More World Development Movement in speculation in food.
Sad, sad, piece at CiF to which I added this comment:
Oh dearie me. Having actually read the WDM report I\’m sorry but you really do fail to show what you contend you show.
Firstly, as Seth says above, you just don\’t understand that futures and derivatives are, by definition, among those who trade them, a zero sum game. If any one buyer of seller of a future (or other derivative) makes money then some other buyer or seller must make an equal and opposite loss.
If Goldmans is making a profit all that is is that they are better at it than others….some other speculators, by definition, must have lost the same amount.
The value of the whole edifice though is not zero sum. It enables the transference of risk: from the farmer and the industrial user of the commodity to the speculators in the middle. This is a good thing.
Secondly, and with resepct the food price rises of 2006/8, the prices of futures provide us both with information and with the incentives to do something.
Let us recall what actually happened back then. Various groups like Greenpeace, Friends of the Earth, WWF and so on, the alphabet soup of the environmental NGOs (whether all of them backed biofuels I cannot remember and at least one of them later decided they were a very bad idea) convinced the EU and the US government that biofuels and ethanol made from agricultural crops (corn mostly but wheat as well) were a good idea. The politicians enacted mandates which stated that a certain percentage of all petrol sold must be biofuels.
This, not unnaturally, placed a certain strain upon supplies of corn and wheat. No, I can\’t remember what percentage of the crop would now need to be turned into fuel for cars rather than food for people but we did see the effects pretty quickly. The tortilla riots in Mexico for example were the direct result of rising US corn prices as more was turned into ethanol rather than corn flour.
So, what we now want is some system of both reducing demand for corn and wheat and some incentive to increase the production of corn and wheat. A rise in prices will do nicely here.
Now here comes the futures markets. As Adam Smith pointed out (yes, his example was indeed a wheat trader, he takes a few pages to explain his ideas.) what speculation does is move these prices around in time.
Imagine we had no speculation at all? Not even physical hoarding. If such a new use for corn and wheat was mandated, then we\’d all carry on eating corn and wheat as we had done. Farmers would carry on planting as they had done. And then, some months after the mandate had come into effect we would go to get more corn or wheat from the granaries and there wouldn\’t be any. Thus starvation.
What the speculation does is looks into the future and says, hey, there\’s going to be a shortage in the future. Prices will rise in the future. So if I buy now to sell then I can make a profit. This raises prices now.
So, consumers get the message that corn and wheat are going to be in short supply and they use less now. They subsititute: instead of corn or wheat they eat rice, cassava, potatoes. Farmers also get the message. Hey, I can get higher price for my corn or wheat next year. I\’ll plant more, use that marginal land, fertilise the crop more and so on. So, consumption falls and production rises.

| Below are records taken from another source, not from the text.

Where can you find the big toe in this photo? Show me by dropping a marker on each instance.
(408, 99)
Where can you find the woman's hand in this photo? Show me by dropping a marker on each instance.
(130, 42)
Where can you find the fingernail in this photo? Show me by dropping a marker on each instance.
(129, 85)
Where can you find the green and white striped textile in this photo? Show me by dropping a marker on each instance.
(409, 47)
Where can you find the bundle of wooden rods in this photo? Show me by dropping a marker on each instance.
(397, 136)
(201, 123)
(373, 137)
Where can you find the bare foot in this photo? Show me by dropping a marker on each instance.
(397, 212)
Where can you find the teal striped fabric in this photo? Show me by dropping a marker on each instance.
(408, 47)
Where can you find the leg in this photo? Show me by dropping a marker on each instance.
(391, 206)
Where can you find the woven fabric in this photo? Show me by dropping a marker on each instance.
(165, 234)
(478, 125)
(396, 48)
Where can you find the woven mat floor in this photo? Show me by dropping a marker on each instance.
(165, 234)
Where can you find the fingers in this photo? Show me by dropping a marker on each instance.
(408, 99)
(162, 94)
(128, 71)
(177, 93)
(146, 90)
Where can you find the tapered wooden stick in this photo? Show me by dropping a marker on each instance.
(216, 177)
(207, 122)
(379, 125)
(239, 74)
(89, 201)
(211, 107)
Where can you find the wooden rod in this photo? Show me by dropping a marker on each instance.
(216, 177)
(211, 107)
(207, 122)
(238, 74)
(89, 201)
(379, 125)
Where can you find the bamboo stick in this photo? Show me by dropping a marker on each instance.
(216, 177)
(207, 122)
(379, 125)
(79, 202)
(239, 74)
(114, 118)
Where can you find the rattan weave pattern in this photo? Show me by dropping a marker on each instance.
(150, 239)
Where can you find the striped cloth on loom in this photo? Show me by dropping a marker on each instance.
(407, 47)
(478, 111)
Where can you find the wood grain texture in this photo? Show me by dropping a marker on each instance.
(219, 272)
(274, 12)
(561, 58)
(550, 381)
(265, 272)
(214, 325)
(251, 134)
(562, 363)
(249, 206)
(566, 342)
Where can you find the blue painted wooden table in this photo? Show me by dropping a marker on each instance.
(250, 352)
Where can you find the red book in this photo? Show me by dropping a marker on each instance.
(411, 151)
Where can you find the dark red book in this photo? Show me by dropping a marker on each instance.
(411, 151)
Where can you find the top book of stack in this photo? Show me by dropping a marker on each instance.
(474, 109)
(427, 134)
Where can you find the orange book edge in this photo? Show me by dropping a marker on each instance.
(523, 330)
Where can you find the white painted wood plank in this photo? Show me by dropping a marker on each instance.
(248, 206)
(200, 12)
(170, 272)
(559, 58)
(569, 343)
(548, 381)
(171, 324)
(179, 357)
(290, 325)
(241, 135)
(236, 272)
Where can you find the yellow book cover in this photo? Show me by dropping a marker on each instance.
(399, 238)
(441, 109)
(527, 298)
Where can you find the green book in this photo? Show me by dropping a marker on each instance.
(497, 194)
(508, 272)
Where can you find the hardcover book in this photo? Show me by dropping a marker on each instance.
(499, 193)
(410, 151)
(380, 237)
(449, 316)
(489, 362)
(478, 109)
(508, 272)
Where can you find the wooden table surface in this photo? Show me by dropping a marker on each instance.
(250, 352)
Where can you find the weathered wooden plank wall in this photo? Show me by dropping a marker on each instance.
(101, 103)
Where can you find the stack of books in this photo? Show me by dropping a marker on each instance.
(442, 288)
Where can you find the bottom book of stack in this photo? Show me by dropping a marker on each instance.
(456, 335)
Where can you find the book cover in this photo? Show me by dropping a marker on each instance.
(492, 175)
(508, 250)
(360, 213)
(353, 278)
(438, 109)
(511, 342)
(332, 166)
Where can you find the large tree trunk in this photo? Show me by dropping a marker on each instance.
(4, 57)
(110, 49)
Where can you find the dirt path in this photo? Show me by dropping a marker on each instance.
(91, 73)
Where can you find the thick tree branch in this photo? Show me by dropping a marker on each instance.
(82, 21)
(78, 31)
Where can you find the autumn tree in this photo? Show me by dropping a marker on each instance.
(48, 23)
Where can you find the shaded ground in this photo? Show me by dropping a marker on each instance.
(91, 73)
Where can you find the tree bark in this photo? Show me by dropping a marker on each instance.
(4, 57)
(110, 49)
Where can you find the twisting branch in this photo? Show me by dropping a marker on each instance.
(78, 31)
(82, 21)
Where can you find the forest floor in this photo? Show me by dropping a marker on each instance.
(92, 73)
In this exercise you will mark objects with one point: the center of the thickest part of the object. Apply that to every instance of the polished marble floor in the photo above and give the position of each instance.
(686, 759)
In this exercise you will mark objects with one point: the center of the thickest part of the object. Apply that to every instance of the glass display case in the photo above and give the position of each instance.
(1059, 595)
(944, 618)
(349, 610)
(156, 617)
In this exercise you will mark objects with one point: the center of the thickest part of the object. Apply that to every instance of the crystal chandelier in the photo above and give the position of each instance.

And as we saw, over 2006/8 (a couple of harvests don\’t forget) consumption did fall a bit, despite the new use for cars and production also increased a bit. And prices came back from their highs.
So our analysis of what happened should really be this.
Environmentalists and governments, through either idiocy or malevolence, decided to put food into cars rather than people. This will clearly create a shortage in the future.
Futures markets spotted that future shortage and through their actions (motivated only by greed recall, it was only love of filthy lucre, not any desire to do good) moved the higher prices forward from the future to the present. These higher prices reduced consumption and increased production meaning that when we got to the future there wasn\’t that shortage caused by the idiocy or malevolence of the environmentalists and governments.
The futures markets stopped people starving in 2008/9/10.
And yet you want to blame the futures markets? Seriously? The very mechanism which managed the fuck up created by biofuels, you\’re blaming the people who cleared up this fuck up rather than the people who caused the fuck up?
Finally, please do go back and read your own report again. You note that there was not a deep and liquid speculative market in rice or rice futures. There was and is in corn and wheat. If it was speculation that increased the price spike then we should have seen a greater spike in corn and wheat than in rice. But as your report also points out, the price spike was *larger* in rice than in corn and wheat.
Thus futures markets reduce price spikes, reduce price volatility, not increase it. Your own report proves you wrong.